After all, what if the government were to get angry and terminate the dole on which people are dependent? The situation is akin to a child who throws temper tantrums but never challenges his parents at a fundamental level for fear that his parents will no longer take care of him.
It’s much easier for the French people, like all too many Americans after 9/11, to swallow the government’s line hook, line, and sinker — that the terrorists just hate France for its freedom and values and that the anger and hatred have nothing to do with all the people that the French government, in combination with the U.S. government, has been killing, maiming, and torturing in Afghanistan and the Middle East for the past 13 years.
What’s this much-vaunted free society that French officials say the terrorists have attacked?
Well, let’s see.
There are the laws that criminalize the questioning of the Holocaust. If you do that in France, they will take you into custody, prosecute you, and jail you, even if you are a foreigner. What they mean by freedom of speech in France is the freedom to say whatever you want so long as it’s approved by the government.

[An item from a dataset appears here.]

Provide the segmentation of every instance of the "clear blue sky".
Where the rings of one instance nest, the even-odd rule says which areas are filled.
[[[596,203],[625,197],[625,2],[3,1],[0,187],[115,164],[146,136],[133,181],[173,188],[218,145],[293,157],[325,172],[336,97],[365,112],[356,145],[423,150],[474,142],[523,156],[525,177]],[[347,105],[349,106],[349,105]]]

There is strict gun control in France. The idea is that if guns are made illegal, there won’t be anyone being killed by guns. Just think: Every one of those people at Charlie Hebdo was legally prohibited from defending himself from murderers who obviously didn’t give a hoot about France’s gun-control laws.
There is the welfare state, a socialist economic system that plunders and loots people with income taxation and other taxes in order to provide a dole to people. The welfare state, combined with France’s highly regulated economic system, is the reason that the country has been mired in an economic morass for centuries.
When they established the United States, our American ancestors fully and completely rejected European statism. But our ancestors weren’t naïve. They knew that the federal government would inevitably attract statists, just like those in France and other parts of Europe. That’s why our ancestors ensured the passage of the Bill of Rights — protect our rights and freedoms from American statists within the federal government.
It’s also why Americans lived without income taxation, welfare, Social Security, Medicare, Medicaid, public schooling, gun control, fiat money, a central bank, and all the other attributes of European statism for more than 100 years. Our ancestors had had enough of European statism.
And that’s not all. Our ancestors also rejected the old, bankrupt ideas of empire, militarism, standing armies, secret police, and foreign interventionism. They had seen what both the British Empire and the French Empire had produced: endless terrorist blowback arising from anger and hatred for imperialism as well as ever-increasing expenditures, taxes, and borrowing and ever-growing infringements on the rights and liberties of the citizenry, including such things as warrantless searches, mass surveillance, gun confiscation, taxes, and fiat money. That’s in fact why the British colonists in America seceded from the British Empire in 1776.
It’s time for the American people to wake up and rediscover their roots and their heritage. It’s time to reject European statism, just as the Founding Fathers and the Framers did. It’s time to dismantle, not reform, the American welfare-warfare state, including the income tax, the IRS, and the Federal Reserve, which provide the revenue for this monstrosity. It would be the best thing we could ever do for ourselves and for the world.
Jacob G. Hornberger is founder and president of The Future of Freedom Foundation.